In the pit of their stomachs has resided a strong desire to compensate. They needed this opportunity to tell us how shite we’re doing. They simply longed for their time in the sun and now they’re triumphantly throwing around their favourite acronyms to call us sad b*stards. Oh, how they pined for the very moment when they could once again validate those ‘big club’ credentials by comparing their situation to ours.
Newcastle United’s greatest modern successes are Sunderland’s shortcomings. It’s a truth self-evident that they depend on us for a feeling of satisfaction in their own club.

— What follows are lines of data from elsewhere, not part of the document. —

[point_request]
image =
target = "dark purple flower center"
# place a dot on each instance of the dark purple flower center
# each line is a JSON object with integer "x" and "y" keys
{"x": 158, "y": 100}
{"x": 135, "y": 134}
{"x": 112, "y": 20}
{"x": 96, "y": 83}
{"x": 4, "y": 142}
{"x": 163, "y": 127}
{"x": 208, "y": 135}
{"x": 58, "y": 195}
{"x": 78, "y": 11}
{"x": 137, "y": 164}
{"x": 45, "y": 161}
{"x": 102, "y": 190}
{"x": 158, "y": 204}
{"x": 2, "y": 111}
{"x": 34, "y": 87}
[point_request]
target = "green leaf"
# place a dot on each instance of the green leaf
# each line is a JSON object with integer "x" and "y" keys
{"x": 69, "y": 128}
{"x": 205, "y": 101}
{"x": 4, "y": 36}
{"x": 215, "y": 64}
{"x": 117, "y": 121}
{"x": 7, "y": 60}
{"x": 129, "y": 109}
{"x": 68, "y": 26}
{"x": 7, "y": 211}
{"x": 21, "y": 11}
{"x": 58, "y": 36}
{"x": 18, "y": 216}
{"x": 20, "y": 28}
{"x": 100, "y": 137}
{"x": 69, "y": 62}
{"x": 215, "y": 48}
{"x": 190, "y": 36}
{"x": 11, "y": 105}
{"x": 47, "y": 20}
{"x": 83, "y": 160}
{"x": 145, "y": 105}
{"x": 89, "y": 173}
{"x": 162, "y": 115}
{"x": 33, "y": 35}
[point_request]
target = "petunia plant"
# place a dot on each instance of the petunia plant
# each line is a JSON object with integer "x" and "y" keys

Incidentally, I don’t hate them for it. Nor do I harbor any other relatively negative sentiment. I do, however, feel a sting of pity - fleeting though it may be - mingled in amongst amusement. I always notice it whenever I watch that video of the middle-aged couple trying to recreate the infamous Accrington Stanley advert, while yet another Newcastle comment section marvels with incredulity at that inventively seamless switch of ‘Accrington Stanley’ and ‘Sunderland AFC’.
Let them laugh, my fellow mackems, and don’t waste your time intervening. They needed something like this to happen more than you might believe.
Patter crisis on Tyneside. pic.twitter.com/KtV8Y2XTnr
— Roker Report (@RokerReport) April 23, 2018
Still gets me every time, bless them.